日本と中国の教育は幼稚園の時点から大きな違いが存在している。それゆえ中国人は、日本の幼稚園を見学すると大きな驚きを感じるのだという。中国メディアの今日頭条はこのほど、「日本の幼稚園は子どもを危険に遭わせて、危険を回避する術を学ばせている」と紹介する記事を掲載した。

 記事は、中国で30年にわたって教育に従事してきたある中国人の教育関係者の手記として、最近の中国の幼稚園では「子どもがかすり傷を負っただけでも保護者から責任を追求される可能性がある」ため、中国の幼稚園の教師は「子どもの安全には最大限の注意を払っている」と指摘。

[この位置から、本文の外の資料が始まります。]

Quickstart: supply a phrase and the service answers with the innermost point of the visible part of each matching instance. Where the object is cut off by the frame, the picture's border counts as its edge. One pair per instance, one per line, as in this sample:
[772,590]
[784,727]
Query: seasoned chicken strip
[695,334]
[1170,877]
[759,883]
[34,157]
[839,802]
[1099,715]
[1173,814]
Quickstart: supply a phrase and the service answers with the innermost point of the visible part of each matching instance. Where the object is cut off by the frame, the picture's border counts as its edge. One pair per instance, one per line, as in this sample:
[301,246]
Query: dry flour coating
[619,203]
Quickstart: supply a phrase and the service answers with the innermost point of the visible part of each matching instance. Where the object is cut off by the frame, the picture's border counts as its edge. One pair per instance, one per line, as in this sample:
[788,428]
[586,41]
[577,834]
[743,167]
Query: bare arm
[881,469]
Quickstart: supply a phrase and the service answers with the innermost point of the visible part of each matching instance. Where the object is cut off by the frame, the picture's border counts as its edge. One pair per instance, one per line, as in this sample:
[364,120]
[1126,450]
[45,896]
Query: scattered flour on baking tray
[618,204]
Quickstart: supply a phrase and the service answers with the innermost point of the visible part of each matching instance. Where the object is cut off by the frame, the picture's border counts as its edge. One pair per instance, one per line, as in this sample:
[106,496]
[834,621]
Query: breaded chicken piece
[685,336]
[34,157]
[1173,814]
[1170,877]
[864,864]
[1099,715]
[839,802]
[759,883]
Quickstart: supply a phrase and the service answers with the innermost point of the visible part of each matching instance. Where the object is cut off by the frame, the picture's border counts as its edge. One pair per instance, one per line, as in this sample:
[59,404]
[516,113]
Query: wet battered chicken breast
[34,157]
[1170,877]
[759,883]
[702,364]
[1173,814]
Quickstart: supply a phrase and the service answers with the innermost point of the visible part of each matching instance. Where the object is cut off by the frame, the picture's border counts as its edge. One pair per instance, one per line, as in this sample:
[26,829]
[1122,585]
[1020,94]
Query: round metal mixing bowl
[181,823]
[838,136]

一方、中国とはまったく異なる日本の教育方針のなかには「中国の幼稚園の教師と保護者の双方に理解して欲しい1つの概念がある」と主張した。

 それは、子どもを真に愛することは「すべての危険から子どもを保護することではなく、適度に手を放して見守ることだ」とし、これは日本の幼稚園を見学してから持つようになった考え方であるとした。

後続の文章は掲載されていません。